One common scenario where the cache may prevent the image from being updated is when the instruction involves installing packages or software from external sources. For example, suppose we have the following instructions in our Dockerfile:
RUN apt-get update && apt-get install -y curl
This instruction will install the latest version of curl from the Ubuntu repositories. However, if we run the docker build command again, Docker will use the cache for this layer, even if there is a newer version of curl available. This may cause security or compatibility issues if we rely on the latest version of curl.
To avoid this problem, we can use the --no-cache flag when running the docker build command. This will force Docker to ignore the cache and execute all the instructions in the Dockerfile. For example:
docker build --no-cache -t myapp .
Alternatively, we can also invalidate the cache for a specific instruction by adding a comment with a random string or a timestamp. For example:
# Invalidate cache: 2024-02-20
RUN apt-get update && apt-get install -y curl
This will make Docker think that the instruction has changed and execute it again.
Another scenario where the cache may cause unexpected results is when the instruction involves cloning a repository or copying files from a URL. For example, suppose we have the following instruction in our Dockerfile:
RUN git clone https://github.com/jilson/kube-jet.git
This instruction will clone the latest version of kube-jet from GitHub. However, if we run the docker build command again, Docker will use the cache for this layer, even if the repository has been updated. This can cause inconsistencies or errors if we depend on the latest version of kube-jet.
To avoid this problem, we can use the same methods as before: use the –no-cache flag or invalidate the cache with a comment. Alternatively, we can also use the ADD instruction instead of the RUN instruction to copy files from a URL. The ADD instruction will automatically invalidate the cache if the URL has changed. For example:
ADD https://github.com/jilson/kube-jet/archive/master.zip /app
This will download and extract the master branch of Kube-jet to the /app directory. If the URL has changed, Docker will execute this instruction again and update the layer.
As you can see, the Docker build cache is a powerful feature that can help us speed up and optimize our image builds. However, it is not always reliable or desirable, and we need to be aware of its limitations and pitfalls. By using the methods we discussed in this section, we can control the cache and ensure that our images are always updated and consistent.
Conclusion
In this article, we have learned about the Docker build cache, a feature that allows Docker to reuse existing layers from previous builds when building the same image multiple times.

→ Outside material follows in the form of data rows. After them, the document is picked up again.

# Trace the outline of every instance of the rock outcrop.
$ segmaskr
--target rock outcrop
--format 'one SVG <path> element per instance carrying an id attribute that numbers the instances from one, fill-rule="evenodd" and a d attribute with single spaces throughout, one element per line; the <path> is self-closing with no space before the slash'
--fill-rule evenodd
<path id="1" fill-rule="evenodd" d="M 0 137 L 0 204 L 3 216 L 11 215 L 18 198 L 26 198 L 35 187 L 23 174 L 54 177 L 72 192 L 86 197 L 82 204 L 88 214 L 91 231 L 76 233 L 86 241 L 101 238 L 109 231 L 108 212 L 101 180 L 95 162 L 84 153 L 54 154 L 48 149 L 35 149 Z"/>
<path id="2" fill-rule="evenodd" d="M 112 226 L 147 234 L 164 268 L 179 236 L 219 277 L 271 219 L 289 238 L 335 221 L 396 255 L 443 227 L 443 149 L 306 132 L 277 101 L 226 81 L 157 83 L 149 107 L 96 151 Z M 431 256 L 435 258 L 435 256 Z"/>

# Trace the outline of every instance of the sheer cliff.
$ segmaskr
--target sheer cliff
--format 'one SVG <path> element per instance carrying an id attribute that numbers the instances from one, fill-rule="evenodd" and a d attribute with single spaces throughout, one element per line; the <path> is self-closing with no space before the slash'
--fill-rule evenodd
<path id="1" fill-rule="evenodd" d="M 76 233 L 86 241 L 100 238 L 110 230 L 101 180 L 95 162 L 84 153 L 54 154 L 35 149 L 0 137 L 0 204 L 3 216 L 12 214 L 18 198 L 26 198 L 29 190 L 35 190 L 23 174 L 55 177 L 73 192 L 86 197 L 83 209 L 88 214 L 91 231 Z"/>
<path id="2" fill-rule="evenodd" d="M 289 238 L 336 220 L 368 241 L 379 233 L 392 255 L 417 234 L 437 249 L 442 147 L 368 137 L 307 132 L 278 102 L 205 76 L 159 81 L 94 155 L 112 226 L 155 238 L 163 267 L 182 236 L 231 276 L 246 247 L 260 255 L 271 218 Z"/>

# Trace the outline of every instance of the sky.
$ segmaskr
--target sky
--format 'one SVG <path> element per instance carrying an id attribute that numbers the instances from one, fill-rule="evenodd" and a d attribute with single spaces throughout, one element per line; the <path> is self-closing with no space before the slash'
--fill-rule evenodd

We have seen how the cache works, how it can speed up the image build process and save disk space and bandwidth, and how it can also cause problems or prevent the image from being updated. We have also learned how to control the cache and avoid or fix its pitfalls.
The Docker build cache is a powerful tool that can help us optimize our image builds, but it also requires some care and attention. Here are some tips and best practices for using the cache effectively:
- Order the layers in the Dockerfile from the least to the most frequently changed ones. This will increase the chances of reusing the cache and reduce the number of layers that need to be rebuilt.
- Use multi-stage builds to separate the build and runtime stages of the image. This will reduce the size of the final image and the number of layers that need to be cached.
- Use BuildKit, a new and improved tool for building Docker images. BuildKit has many features that can enhance the cache, such as parallel builds, smarter layer reuse, and cache mounts.
- Monitor the cache size and usage, and prune the cache regularly. This will free up disk space and remove unused or outdated layers.